In read caches, the cost of evicting any page from the cache is the same and very small. Hence, the objective of a read cache is simple: to minimize the miss ratio. In contrast, we propose that the performance of a write destage algorithm depends upon two factors: (i) the total number of destages to disks, namely, the write miss ratio and (ii) the average cost of each destage. Roughly speaking, the objective of write destage algorithms is to minimize the product of the above two terms. Minimizing this product would result in the highest peak write throughput in absence of any reads. Even in presence of concurrent reads, this product attempts to minimize the amount of time that the disk heads are occupied in serving writes leading to minimizing the average read response time, while maximizing aggregate throughput.
To minimize the first term, the algorithm should exploit temporal locality, namely, should destage data that is least likely to be written to amongst all data in the write cache. To minimize the second term, the algorithm should exploit spatial locality and should destage data that are closer on the disks together so as to exploit the position of the heads and the geometry of the disks in the system for higher throughput.
Classically, in read caches, LRU (least recently used) policy has been used to exploit temporal locality.
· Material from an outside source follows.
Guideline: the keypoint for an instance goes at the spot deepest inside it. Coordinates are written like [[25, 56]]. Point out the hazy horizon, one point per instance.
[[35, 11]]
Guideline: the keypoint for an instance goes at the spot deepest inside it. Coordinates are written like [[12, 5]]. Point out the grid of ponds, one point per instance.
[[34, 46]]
The analogous policy for exploiting temporal locality in writes is known as LRW that destages the least-recently written page [18,19,20].
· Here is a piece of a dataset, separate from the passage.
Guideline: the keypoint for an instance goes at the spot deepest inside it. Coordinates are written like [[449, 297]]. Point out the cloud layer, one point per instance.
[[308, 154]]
Algorithms for exploiting spatial locality have been studied in the context of disk scheduling. Many such algorithms require a detailed knowledge of the instantaneous position of the disk head, and exploit the precise knowledge of the location of each data relative to the disk head. In this paper, we are working in the context of a storage controller from which most of the disk parameters are hidden by the underlying RAID and disks. Hence, generally, speaking, spatial locality is hard to exploit at such upper memory levels, see, for example, . We argue, however, that one of the algorithms, namely, CSCAN, that destages data in the ascending order of the logical addresses, can be reasonably successfully applied at even upper levels of memory hierarchy. We empirically demonstrate that as the size of NVS managed by CSCAN increases, the throughput of the system increases for a wide variety of workloads.
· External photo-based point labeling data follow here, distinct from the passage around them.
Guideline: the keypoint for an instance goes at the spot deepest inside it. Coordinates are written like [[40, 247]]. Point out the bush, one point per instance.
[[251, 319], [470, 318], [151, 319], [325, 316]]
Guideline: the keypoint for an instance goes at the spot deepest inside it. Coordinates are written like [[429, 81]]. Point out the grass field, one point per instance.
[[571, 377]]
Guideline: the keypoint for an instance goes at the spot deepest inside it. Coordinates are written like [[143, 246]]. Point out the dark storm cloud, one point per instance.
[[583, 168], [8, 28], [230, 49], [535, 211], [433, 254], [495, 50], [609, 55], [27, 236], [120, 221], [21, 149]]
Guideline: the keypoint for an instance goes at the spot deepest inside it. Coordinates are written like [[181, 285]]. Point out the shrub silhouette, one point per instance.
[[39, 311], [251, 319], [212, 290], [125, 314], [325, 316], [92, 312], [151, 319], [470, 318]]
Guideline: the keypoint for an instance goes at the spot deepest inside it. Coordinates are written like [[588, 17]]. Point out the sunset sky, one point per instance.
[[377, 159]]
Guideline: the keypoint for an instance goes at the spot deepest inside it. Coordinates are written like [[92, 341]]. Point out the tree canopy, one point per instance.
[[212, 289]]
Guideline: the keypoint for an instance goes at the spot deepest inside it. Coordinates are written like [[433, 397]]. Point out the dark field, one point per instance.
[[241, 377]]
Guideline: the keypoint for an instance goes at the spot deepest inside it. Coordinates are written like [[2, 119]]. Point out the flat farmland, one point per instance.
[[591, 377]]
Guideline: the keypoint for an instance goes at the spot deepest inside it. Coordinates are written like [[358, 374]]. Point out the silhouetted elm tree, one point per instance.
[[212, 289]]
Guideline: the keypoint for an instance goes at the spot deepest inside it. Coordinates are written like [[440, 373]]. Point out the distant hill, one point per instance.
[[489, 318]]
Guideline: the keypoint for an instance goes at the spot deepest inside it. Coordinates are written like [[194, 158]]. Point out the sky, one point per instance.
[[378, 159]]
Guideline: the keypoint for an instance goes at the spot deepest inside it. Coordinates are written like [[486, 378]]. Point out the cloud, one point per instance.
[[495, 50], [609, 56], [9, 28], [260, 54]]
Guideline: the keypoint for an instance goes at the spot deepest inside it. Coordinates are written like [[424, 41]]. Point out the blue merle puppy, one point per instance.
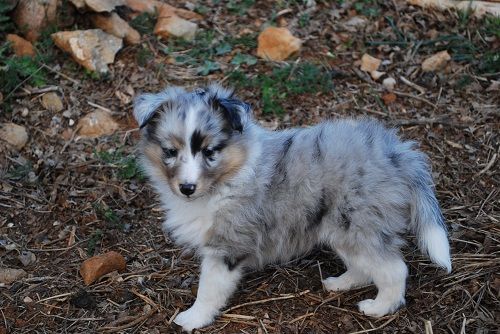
[[242, 196]]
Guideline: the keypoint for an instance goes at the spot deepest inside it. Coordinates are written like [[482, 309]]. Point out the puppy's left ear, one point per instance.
[[235, 112], [146, 106]]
The destage order suggested by LRW and CSCAN are generally different, hence, it is only possible to exploit temporal locality or spatial locality, but not both. To emphasize, one reduces number of disk seeks which is the goal of caching, while the other reduces the cost of each disk seek which is the goal of scheduling. This brings us to the main focus of this paper: a novel algorithm that combines both temporal and spatial locality. As our main contribution, we combine an approximation to LRU, namely, CLOCK, with CSCAN to construct a new, simple-to-implement algorithm, namely, Wise Ordering for Writes (WOW), that effectively achieves this goal. The key new idea is to maintain a recency bit akin to CLOCK in CSCAN, and to skip destages of data that has been recently written to.
To demonstrate effectiveness of WOW, we used the following hardware, storage, and workload. The hardware was an IBM xSeries 345 dual processor server running Linux equipped with 4GB RAM that was used as NVS. The storage consisted of 5 disks. Using software RAID, we created a RAID-5 array in 4 data disks + 1 parity disk configuration. We also created a RAID-10 array in 2 + 2 configuration. As the workload, we employed an earlier implementation of the Storage Performance Council's SPC-1 benchmark that is now extremely widely used by many vendors of storage systems [16,17]. We refer to our workload as SPC-1 Like. In a set-up with a high degree of temporal locality (``a cache-sensitive configuration''), WOW delivers peak throughput that is 129% higher than CSCAN and 9% higher than LRW. In a set-up with very little temporal locality (``a cache-insensitive configuration''), WOW and CSCAN deliver peak throughput that is 50% higher than LRW. For a random write workload with nearly 100% misses, on RAID-10, with a cache size of 64K, 4KB pages, WOW and CSCAN deliver peak throughput that is 200% higher than LRW. Similarly, for the random write workload with nearly 100% misses, on RAID-5, with a cache size of 16K, 4KB pages, WOW and CSCAN deliver peak throughput that is 147% higher than LRW. In summary, WOW has better or comparable peak throughput to the best of CSCAN and LRW across a wide gamut of write cache sizes and workload configurations. In addition, even at lower throughputs, WOW has lower average response times than CSCAN and LRW. In another experiment, using SPC-1 Like workload, as cache size is varied, we explore both cache-insensitive and cache-sensitive regimes. We clearly show that CSCAN is good for cache-insensitive regimes, LRW is good for cache-sensitive regimes, whereas WOW is evergreen and is good across the whole range of cache sizes. In summary, WOW is a practical algorithm that fundamentally enhances the capacity of a storage controller to perform more I/Os.